Hagler: Well, the assignments come to us either from within the Mint that are either created internally there, or very often they’re products of an act of Congress, as is the case with the American Women Quarters program, which is what this is. So with the Sally Ride design, as with all the other designs that I’ve been working on, the Mint provides us with a good amount of background information as a starting point and then I go much deeper with my own research and I really try to get to know the person or the concept as deeply as I possibly can. After we submit the designs, they go through a number of stages of review — we get feedback, and we make adjustments. And then specific designs are reviewed and recommended by two committees. So there’s the Commission of Fine Arts or the CFA and the Citizens Coinage Advisory Committee or the CCAC. And then ultimately, a selection is made by the Secretary of the Treasury, which in this case was Janet Yellen.

What kind of research do you do when working on a coin?

I looked through hundreds of photos of her and watched videos of her both from footage taken from around the time of the launches, as well as later in life when she was giving talks about her experiences. I read about her biography, and I read her own words about her experiences. And all this was with the goal of getting an idea of what kind of an image would both honor what she valued and tell an essential story about her on this tiny little canvas.

From my research, it looks like the US Mint has never created a coin with an image of a Jewish American on it. Is that something you’d like to change?

So I looked into that. And in 2015, the March of Dimes Silver Dollar was issued, which is a commemorative coin, so not a circulating coin. It features a profile of Jewish American Dr. Jonas Salk, who developed one of the first polio vaccines, but it’s not on a circulating coin. More recently, Dr. Salk and another Jewish American were honored on US coins in the American innovation $1 coin series — Dr. Salk for the polio vaccine and Ralph Baer, who invented the prototype for home video game consoles, but neither of their likenesses appears on those coins.

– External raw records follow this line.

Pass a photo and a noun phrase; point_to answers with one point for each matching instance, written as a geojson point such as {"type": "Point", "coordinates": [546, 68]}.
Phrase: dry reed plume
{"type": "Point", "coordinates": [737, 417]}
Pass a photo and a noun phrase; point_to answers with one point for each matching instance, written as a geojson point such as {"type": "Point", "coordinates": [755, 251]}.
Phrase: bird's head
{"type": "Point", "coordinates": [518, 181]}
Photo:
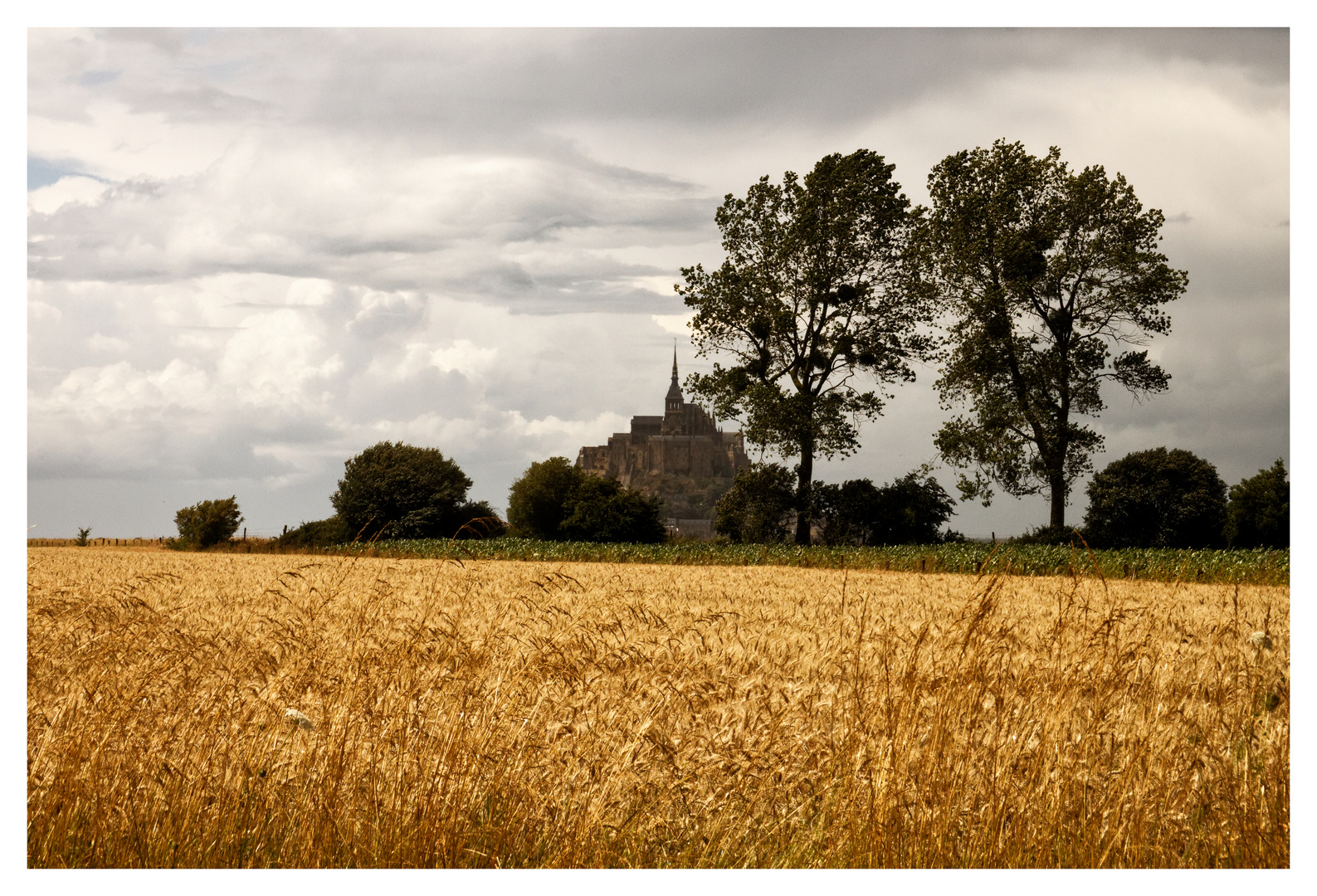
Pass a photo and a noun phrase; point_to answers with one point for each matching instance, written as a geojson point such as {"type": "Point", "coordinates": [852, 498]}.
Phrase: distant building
{"type": "Point", "coordinates": [681, 457]}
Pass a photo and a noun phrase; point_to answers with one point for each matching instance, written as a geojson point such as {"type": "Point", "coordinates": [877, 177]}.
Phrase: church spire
{"type": "Point", "coordinates": [675, 402]}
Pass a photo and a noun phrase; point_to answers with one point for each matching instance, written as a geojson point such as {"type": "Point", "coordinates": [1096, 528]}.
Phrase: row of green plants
{"type": "Point", "coordinates": [1242, 566]}
{"type": "Point", "coordinates": [394, 492]}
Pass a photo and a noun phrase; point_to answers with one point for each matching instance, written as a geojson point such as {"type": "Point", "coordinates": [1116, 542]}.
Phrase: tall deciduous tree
{"type": "Point", "coordinates": [1258, 514]}
{"type": "Point", "coordinates": [1043, 274]}
{"type": "Point", "coordinates": [812, 294]}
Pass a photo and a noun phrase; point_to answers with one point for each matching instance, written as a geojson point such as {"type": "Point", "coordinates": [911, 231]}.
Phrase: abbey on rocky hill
{"type": "Point", "coordinates": [681, 457]}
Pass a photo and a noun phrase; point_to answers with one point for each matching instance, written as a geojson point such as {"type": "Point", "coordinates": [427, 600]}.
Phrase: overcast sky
{"type": "Point", "coordinates": [253, 254]}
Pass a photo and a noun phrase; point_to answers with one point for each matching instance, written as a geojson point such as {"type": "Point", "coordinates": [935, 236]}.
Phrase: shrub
{"type": "Point", "coordinates": [603, 511]}
{"type": "Point", "coordinates": [1258, 514]}
{"type": "Point", "coordinates": [556, 502]}
{"type": "Point", "coordinates": [402, 491]}
{"type": "Point", "coordinates": [758, 504]}
{"type": "Point", "coordinates": [208, 523]}
{"type": "Point", "coordinates": [1157, 499]}
{"type": "Point", "coordinates": [539, 502]}
{"type": "Point", "coordinates": [906, 512]}
{"type": "Point", "coordinates": [320, 533]}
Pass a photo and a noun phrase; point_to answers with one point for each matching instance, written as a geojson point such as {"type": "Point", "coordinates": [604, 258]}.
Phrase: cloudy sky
{"type": "Point", "coordinates": [255, 253]}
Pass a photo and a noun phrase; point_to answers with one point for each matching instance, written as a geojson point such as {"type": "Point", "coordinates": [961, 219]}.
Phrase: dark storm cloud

Would I be interested in [creating more coins featuring Jewish Americans]? 100%. Of course, I would. You know, I’m very proud of being a member of the tribe. I’m proud of the accomplishments of the Jewish people.

If you had to choose one American Jew to feature on a US coin, who would it be?

After much consideration, if I could design a coin featuring any Jewish American, it would be poet Emma Lazarus. Again, there are so many good and meaningful choices of American Jews who have made profound and astounding contributions to our country and to the world.

How do you think about the strangeness of being a Jew who’s working on designing coins what with all the antisemitic stereotypes about Jews and money?

So my maiden name is Pelman. And that name was actually a name that one of my ancestors took on because he was running from the authorities in Eastern Europe. Because he was a counterfeiter — he made fake money. Apparently it worked because he survived and reproduced and here I am. But I feel like, in a way, maybe I’m coming full circle with that ancestor’s story and maybe redeeming him by designing actually legitimate currency.

And I wanted to tell you one more story about my family that’s a very different story than the one that I just told, which is that I come from, on my mother’s side, a really long line of Torah scribes going all the way back to the Baal Shem Tov [the 18th century founder of Hasidic Judaism]. So if you think of the kind of work that they do, and how incredibly exacting it is –if you mess up one letter, it’s not a kosher scroll — I think those kinds of skills over the generations definitely affect what I do. And sometimes when I’m poring over my designs and trying to make them make them worthy of the people and the concepts I’m trying to depict, I think about all those ancestors bent over their tables in their holy pursuits and I feel the connection.